第2章

Aパート 第1校

 ゴールデンウィークが終わりに差しかかり、青空に縦長の雲が立ち込め始める。

 木々の緑がさらに深まる中、俺はおふくろと一緒に市内の中心部に建つ病院へ車に乗って向かっていた。


 いつも通りの道に、いつも通りの活気さ。

 そう思っていると多くの人が商店街の中を歩いていた。

 商店街は迷宮が出現したことで活気を取り戻し始めているみたいで、その証拠に探索者が集まってきてると聞く。


 まあ、迷宮の準備はここでしかできないから必然的に人が集まるんだろう。


 そんなことを思っていると目的地の病院に着いた。

 俺が乗る車は近くの立体駐車場へ入り、まあまあいい場所に停まる。


 車から降りるとおふくろに「これお願い」「これもお願い」と次々荷物を持たされた。

 今回はなかなかに多いな、と感じながら病院へ歩いて向かおうとする。


 立体駐車場と病院の間にある交差点の信号がちょうどよく青へと変わり、いざ歩き出そうとした時におふくろが何かを思い出したかのように「あっ」と大声を出した。

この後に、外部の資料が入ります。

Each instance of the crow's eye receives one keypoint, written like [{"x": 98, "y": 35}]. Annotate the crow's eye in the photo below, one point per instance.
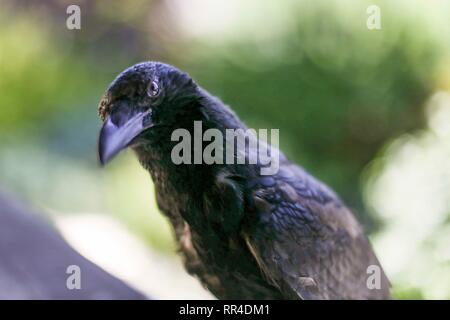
[{"x": 153, "y": 89}]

「いっけなーい! お着替えセットを置いてきちゃった!」

「置いてきちゃったって、家に忘れてきたんじゃないよな?」

「車に置いてきちゃったの。取りに行くから、先に瑠璃の病室に行ってて」


 パタパタと忙しなくおふくろが立体駐車場へ戻っていく。

 そんな姿を見送った後、俺は信号が赤へ変わる前に横断歩道を渡った。


 そのまま病院へ入り、妹の瑠璃に会いに来たことを告げる。

 面会証明書をもらい、首から下げて妹が待つ病室へ向かった。


 向かった先の病室は、外から鍵がかけられる扉がついた部屋だ。

 窓には鉄格子がはめられ、ガラスは強化プラスチックでできているそうだ。


 どこか物々しい病室はいつ来ても変わり映えしない。

 それは仕方ないことだが、このせいで嫌なことまでも思い出してしまう。


 まあ、あれはどうしようもなかったから仕方ないんだけどな。

 でも、あんな思いをするのはごめんだ。


 俺はニ年前のことを思い出しつつ、【黒野瑠璃】の名前が表記された個室へ入った。


「えー! 卒業しちゃうのー!」


 病室には顔の左側が青い結晶に覆われた妹の姿がある。伸び放題の栗色の髪に、灰色を基調とした質素な病院着を身にまとっていた。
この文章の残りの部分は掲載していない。